印刷用PDF |
聖徒の日・永眠者記念礼拝 説教「たとえ死んでも生きる」
日本キリスト教団茅ケ崎堤伝道所
2022年11月6日
|
ヨハネによる福音書 第11章17節~27節
|
|
「たとえ死んでも生きる」 要約
|
① イエスは復活と命 |
イエスがマルタとマリアの姉妹のもとを訪れたのは彼女らの兄弟ラザロが死んで葬られてから四日後のことでした。マルタもマリアも「主よ、もしここにいてくださいましたなら、わたしの兄弟は死ななかったでしょう」(21,32節)と愚痴っています。けれども他方、「あなたが神にお願いになることは何でも神はかなえてくださると、わたしは今でも存じています」というイエスへの信頼も表明しています。このマルタに対してイエスは、「ラザロはよみがえる」と告げますが、マルタはイエスのこの言葉を十分に理解することができません。彼女はそれが「終わりの日の復活」を指していると受けとります。だが、これはただマルタ個人の問題というよりも、マルタが生きていたこの時代のすべての人の確信と言いますか、希望であったと言えます。いずれにしても、イエスはそのように答えたマルタに、更にたたみかけるように言われます。「わたしはよみがえりであり、命である。わたしを信じる者は、死んでも生きる。あなたはこのことを信じるか」。 |
② 今、生きている間、イエスを信じるならば |
マルタにとってもマリアにとっても、愛する兄弟ラザロが死んでしまったということは大層ショックでした。
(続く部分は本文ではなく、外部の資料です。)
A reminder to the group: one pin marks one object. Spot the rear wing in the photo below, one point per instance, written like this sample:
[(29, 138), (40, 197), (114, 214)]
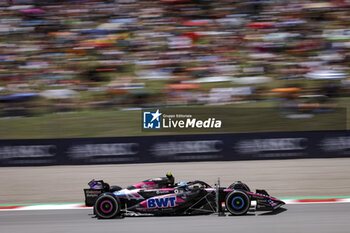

その悲しみは極めて深いものであったに違いありません。マルタもマリアも、今イエスがここにおられるのに、もはや失われてしまった過去の時に執着し続け、後ろ向きの発想をしていました。イエスが目を過去にではなくて未来の方に向けさせるために「ラザロはよみがえるであろう」と言われと、今度ははるか遠い「終わりの日のよみがえり」のことでしょうと言います。過去は失われてしまったので仕方ない。未来に望みをかけよう。やがてその日になれば、もう一度愛する者を取り戻すことができる。それによって慰めを得ようと一方で過去への執着に、他方で未来を待つ焦燥へと二つに引き裂かれてしまって、今という時を失っています。主イエスはマルタに、今生きている間、わたしを信じるなら「たとえ死んでも生きる」というと、彼女はイエスの語りかけに圧倒されるようにして、「主よ、信じます」とイエスへの信仰を告白します。
|
③ たとえ死んでも生きる |
人は皆、出来ることなら書き変え作り変えたいという過去を持っています。あの時もし健康であれば、あの時もし私を支えてくれる後ろ盾があれば、もっと良い状態になっていたはずなのに。あの時ああしておけば良かった、こうしておけば良かったと、ぐちる材料を持っています。が、その時というものは過ぎ去ってしまって、時計の針を逆転させることはできません。そうかと思うと、今度は逆に未来にばかり目を向けて、もしああなれば自分はこうする。そういう形で未来に自分を託して、今は、何もしない。そういう生き方もあります。しかし、過去とか未来に関心を示すのは、今のこの時をどう生きるか、どうすればよく生きられるかという観点からなのです。マルタもマリアも兄弟ラザロの死に直面して、思いが過去の思い出と未来への期待とに引き裂かれてしまって、今の時を失っているのです。そういう私たちに向かって、主は今も「わたしがいるではないか。わたしがよみがえりであり、命である」と呼びかけておられる。わたしの言葉を守って今を生きよと招いておられます。この主イエスの招きに応えて生きるなら、私たちは、もはや死ぬことのない命、「たとえ死んでも生きる」というあの命に与からせていただけるのです。